C’est à mon avis une erreur.

Depuis plusieurs années, la situation du collège Villeneuve (qui date de 1972) et surtout celle des collégiens qui y font leur scolarité est préoccupante : stratégie de fuite de la part des parents (330 inscrits environ pour une capacité de 700), résultats au brevet très en deçà de la moyenne nationale, peu ou pas de mixité…

En 2006, ce collège est le seul du département à avoir été inscrit dans le « réseau ambition réussite » de l’Éducation Nationale, avec pour objectif de définir « un projet porteur et d’excellence » lui permettant de s’ouvrir sur l’extérieur et de relever le niveau. 4 ans après cet objectif ambitieux restait lointain. …
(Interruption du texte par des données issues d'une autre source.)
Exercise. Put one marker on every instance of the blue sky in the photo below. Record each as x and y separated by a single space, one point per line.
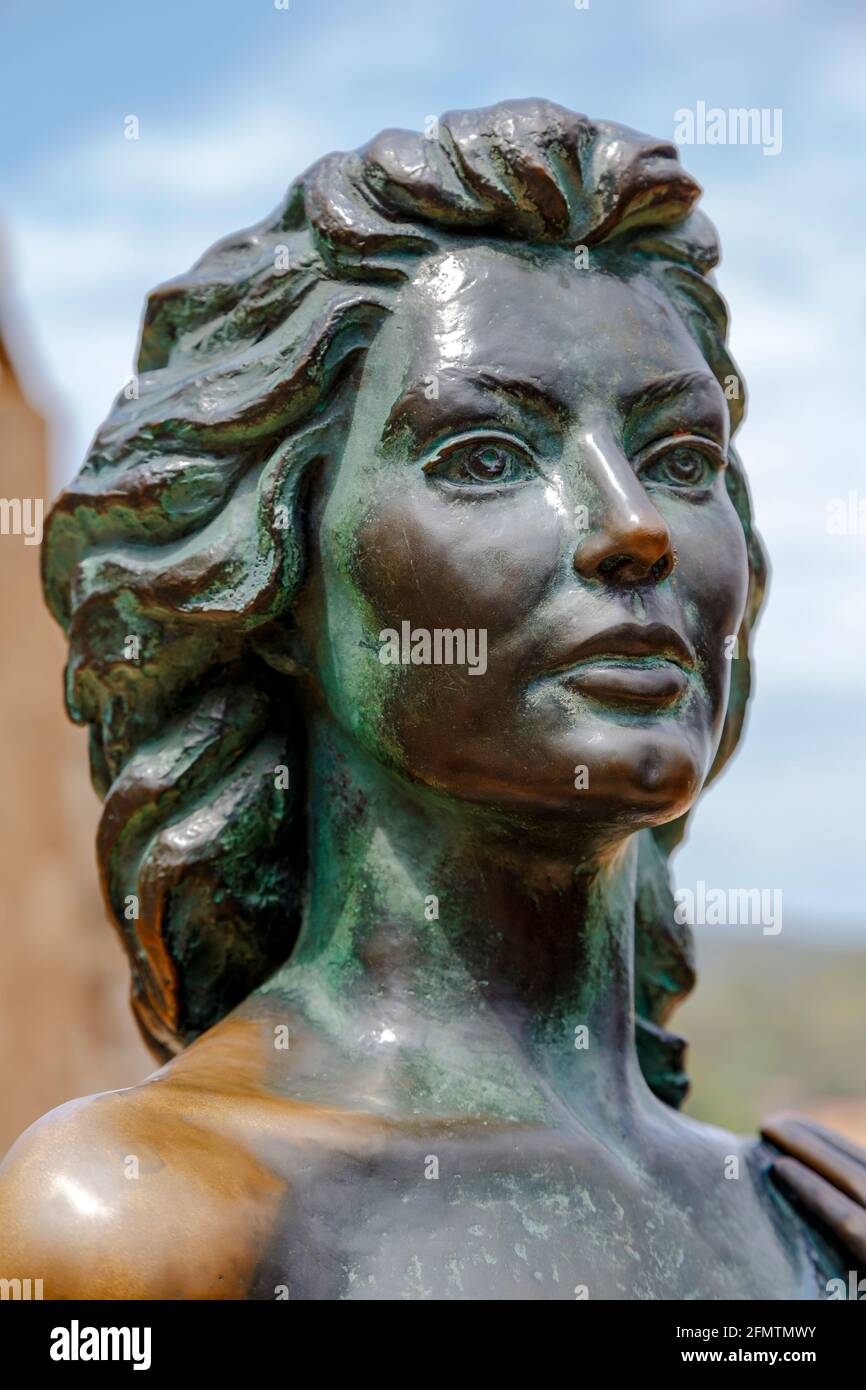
235 97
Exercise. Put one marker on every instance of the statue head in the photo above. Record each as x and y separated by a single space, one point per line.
401 458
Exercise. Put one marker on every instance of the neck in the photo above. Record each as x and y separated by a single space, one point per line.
485 961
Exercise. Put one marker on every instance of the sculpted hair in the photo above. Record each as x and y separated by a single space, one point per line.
174 556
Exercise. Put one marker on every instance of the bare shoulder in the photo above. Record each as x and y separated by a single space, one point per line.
145 1193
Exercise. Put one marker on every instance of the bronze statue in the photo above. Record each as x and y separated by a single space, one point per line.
409 605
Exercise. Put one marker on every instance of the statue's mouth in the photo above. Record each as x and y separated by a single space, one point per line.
631 662
645 680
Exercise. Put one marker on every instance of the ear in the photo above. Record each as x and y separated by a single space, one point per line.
281 648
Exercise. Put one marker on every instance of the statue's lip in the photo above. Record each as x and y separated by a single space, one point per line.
638 647
633 680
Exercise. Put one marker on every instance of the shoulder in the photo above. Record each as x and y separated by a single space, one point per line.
142 1193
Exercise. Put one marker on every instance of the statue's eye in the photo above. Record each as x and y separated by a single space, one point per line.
691 463
480 460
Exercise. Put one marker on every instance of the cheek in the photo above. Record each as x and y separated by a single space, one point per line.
712 583
410 555
441 562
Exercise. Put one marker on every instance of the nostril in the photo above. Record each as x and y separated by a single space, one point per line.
612 563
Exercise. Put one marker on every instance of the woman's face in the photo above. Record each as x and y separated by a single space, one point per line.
533 485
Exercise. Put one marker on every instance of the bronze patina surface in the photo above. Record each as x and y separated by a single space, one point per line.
409 605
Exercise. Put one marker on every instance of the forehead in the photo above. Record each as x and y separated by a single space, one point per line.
540 319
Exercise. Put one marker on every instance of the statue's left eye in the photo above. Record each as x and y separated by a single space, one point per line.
478 462
683 466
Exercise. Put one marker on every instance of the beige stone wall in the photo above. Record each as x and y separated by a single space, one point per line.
66 1027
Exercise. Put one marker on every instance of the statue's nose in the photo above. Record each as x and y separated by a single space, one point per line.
630 542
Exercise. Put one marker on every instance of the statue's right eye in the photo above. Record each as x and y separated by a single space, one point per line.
483 460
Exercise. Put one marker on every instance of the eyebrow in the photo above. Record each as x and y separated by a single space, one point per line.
521 391
665 388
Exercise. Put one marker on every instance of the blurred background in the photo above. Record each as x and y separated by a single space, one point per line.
225 102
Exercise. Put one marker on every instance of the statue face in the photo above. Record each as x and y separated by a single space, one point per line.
535 462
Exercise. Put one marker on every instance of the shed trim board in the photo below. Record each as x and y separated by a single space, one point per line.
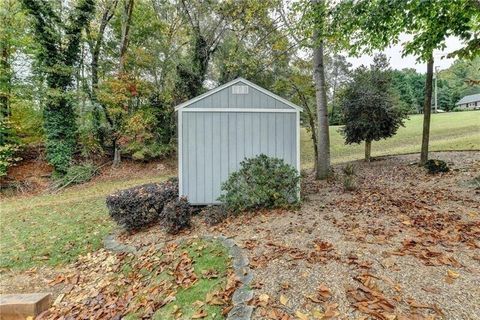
183 120
228 84
238 110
En 2010, nous constations que ce collège ne trouvait pas un second souffle malgré l’engagement fort de l’équipe des enseignants et du principal. A l’initiative de Gisèle Pérez (élue CG) et avec la précédente majorité municipale,  nous avons œuvré pour convaincre le Département d’un changement de posture. Il nous semblait que nous avions fait le tour des expérimentations pédagogiques et nous voulions rompre avec un collège ghetto refermé sur lui-même.  Il fallait l’ouvrir sur la ville et tenter de favoriser la mixité. Nous projetions, soit une forme de  « busing », soit une délocalisation sur le quartier Flaubert ou sur l’IUFM. André Vallini Président du CG et certains militants du quartier Villeneuve s’opposaient, à l’époque, farouchement à ce changement.
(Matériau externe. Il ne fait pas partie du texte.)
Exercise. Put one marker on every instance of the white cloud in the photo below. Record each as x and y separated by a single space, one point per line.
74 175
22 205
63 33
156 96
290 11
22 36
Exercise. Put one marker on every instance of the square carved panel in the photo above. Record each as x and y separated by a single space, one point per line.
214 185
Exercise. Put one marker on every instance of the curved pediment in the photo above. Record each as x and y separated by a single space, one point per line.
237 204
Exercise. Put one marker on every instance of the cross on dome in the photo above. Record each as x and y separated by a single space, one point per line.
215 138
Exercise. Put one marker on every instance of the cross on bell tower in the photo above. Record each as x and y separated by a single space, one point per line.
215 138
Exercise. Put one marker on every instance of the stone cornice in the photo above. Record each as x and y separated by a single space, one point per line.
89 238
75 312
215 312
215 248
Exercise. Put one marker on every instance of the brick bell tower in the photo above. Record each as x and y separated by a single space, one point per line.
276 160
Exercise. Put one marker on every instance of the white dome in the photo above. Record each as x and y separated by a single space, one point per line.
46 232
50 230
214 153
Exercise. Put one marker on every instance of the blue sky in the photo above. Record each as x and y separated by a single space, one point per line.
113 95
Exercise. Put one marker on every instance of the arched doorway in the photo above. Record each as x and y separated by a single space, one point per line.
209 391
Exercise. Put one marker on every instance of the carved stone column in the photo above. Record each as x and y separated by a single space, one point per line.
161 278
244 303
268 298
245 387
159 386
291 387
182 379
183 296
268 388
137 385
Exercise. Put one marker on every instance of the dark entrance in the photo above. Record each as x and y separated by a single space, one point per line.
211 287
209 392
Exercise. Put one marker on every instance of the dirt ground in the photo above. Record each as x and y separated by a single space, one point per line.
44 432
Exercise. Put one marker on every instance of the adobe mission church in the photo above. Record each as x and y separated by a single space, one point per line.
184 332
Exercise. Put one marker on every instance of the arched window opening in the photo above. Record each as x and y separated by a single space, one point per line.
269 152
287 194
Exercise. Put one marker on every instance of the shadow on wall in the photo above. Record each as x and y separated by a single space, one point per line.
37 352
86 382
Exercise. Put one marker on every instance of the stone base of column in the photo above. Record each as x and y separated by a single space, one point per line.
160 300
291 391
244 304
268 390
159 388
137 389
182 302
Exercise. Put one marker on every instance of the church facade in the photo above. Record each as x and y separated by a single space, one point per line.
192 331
Face à cette situation, nous avons profité de la mise en place par l’État d’un nouveau projet « Éclair » (2011-2014) pour collaborer à de nouvelles orientations. Le Maire de Grenoble Michel Destot, soutenu par l’inspection académique, a proposé un projet scientifique, appelé Projet-Charpak, qui engagerait une démarche autour de la culture scientifique et technologique. Une « option sciences » a également été créée pour les élèves de 6e du collège. Cette démarche avait l’ambition de concerner les écoles et le collège, mais aussi toute la continuité éducative du système scolaire en incluant le lycée Mounier et l’Université. La « main à la pâte » portée par l’Académie des Sciences s’est installée au collège….

Voir le site du collège :  http://www.ac-grenoble.fr/college/aubrac.grenoble/category/liaison-primaire-college/

Nous avons apprécié depuis, les progrès tant sur le plan de la pédagogie que de la discipline, grâce à la mise en place de cadres spécifiques et novateurs : renforcement du nombre d’adultes dans l’établissement, soutien personnalisé, enseignements en petits groupes, venue d’élèves de CM2 pour suivre des cours d’informatique et se familiariser avec leur futur environnement, développement d’activités extrascolaires et de clubs scientifiques… Cela a permis au collège de faire progresser son taux de réussite au Brevet (53,03% et 20,59% avec mention) ainsi que ses effectifs (de 250 élèves pour 12 sections en 2010 à 330 élèves pour 16 sections en 2014).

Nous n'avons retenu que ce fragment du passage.